Sur le moment, nous ne réalisâmes pas la situation. C’était la nuit, tout le monde criait, des bruits partout, la panique et l’angoisse ne nous permettaient plus de réfléchir. Les Allemands nous faisaient courir dans tous les sens, avec pour but de nous empêcher de réagir, je dois avouer que c’était réussi.
Finalement, je me retrouvai dans une colonne composée de 800 Juifs. Les Allemands nous firent marcher vers le grand ghetto et en chemin, nous croisâmes un commando de Juifs qui venait du grand ghetto et qui se dirigeait vers le petit ghetto muni de pelles et de pioches.
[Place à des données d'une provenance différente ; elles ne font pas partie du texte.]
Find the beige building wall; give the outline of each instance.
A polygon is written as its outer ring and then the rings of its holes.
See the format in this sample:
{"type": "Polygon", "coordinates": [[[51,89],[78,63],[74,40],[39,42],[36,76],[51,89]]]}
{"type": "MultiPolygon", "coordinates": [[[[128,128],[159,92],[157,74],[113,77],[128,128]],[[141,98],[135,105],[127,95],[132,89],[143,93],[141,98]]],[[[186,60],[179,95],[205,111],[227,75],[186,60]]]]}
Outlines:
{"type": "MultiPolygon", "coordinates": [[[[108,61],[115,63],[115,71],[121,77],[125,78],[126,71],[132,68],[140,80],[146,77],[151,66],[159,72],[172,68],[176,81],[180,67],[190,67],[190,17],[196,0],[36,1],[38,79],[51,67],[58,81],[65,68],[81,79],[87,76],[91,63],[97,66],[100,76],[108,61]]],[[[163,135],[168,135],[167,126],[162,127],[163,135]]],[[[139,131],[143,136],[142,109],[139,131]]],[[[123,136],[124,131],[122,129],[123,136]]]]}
Nous apprîmes plus tard que leur travail consistait à ramasser les morts et à les enterrer afin de « nettoyer » le petit ghetto.
Nous arrivâmes dans une cour. Nous restâmes assis par terre jusqu’à l’aube. Nous vîmes revenir les Allemands qui bouclèrent deux rues : la rue Naratowich et la rue Piecla. Tous les habitants, soit 2 000 Juifs, furent ajoutés à l’autre groupe car il leur manquait 2 000 Juifs.
Le bilan de cette nuit terrible était simple : sur les 12 000 Juifs, seuls 800 avaient été épargnés et en plus, ils en avaient ajouté 2 000 qu’ils avaient pris dans le grand ghetto.
Tous ces malheureux, dont faisait partie ma mère, furent ensuite amenés à la gare, embarqués dans des trains et directement envoyés à Treblinka pour une extermination immédiate. Il n’y eut aucun survivant. Nous n’apprîmes que plus tard la fin atroce de ce premier groupe. [...]
Les jours suivants, nous continuâmes notre travail, et puis ce fut cette terrible nuit du 16 août. […] L’action contre le grand ghetto dura deux jours et deux nuits. La seconde nuit, j’étais présent et j’assistai aux mêmes scènes de panique, aux bruits d’armes à feu, aux cris, aux pleurs des familles que l’on sépare, etc. Tout cela était inimaginable.
Une fois de plus, grâce à ma carte de travail, je fus épargné.
Finalement, au bout de ces deux journées, sur les 30 000 Juifs du grand ghetto, nous n’étions plus que 3 000 à peu près.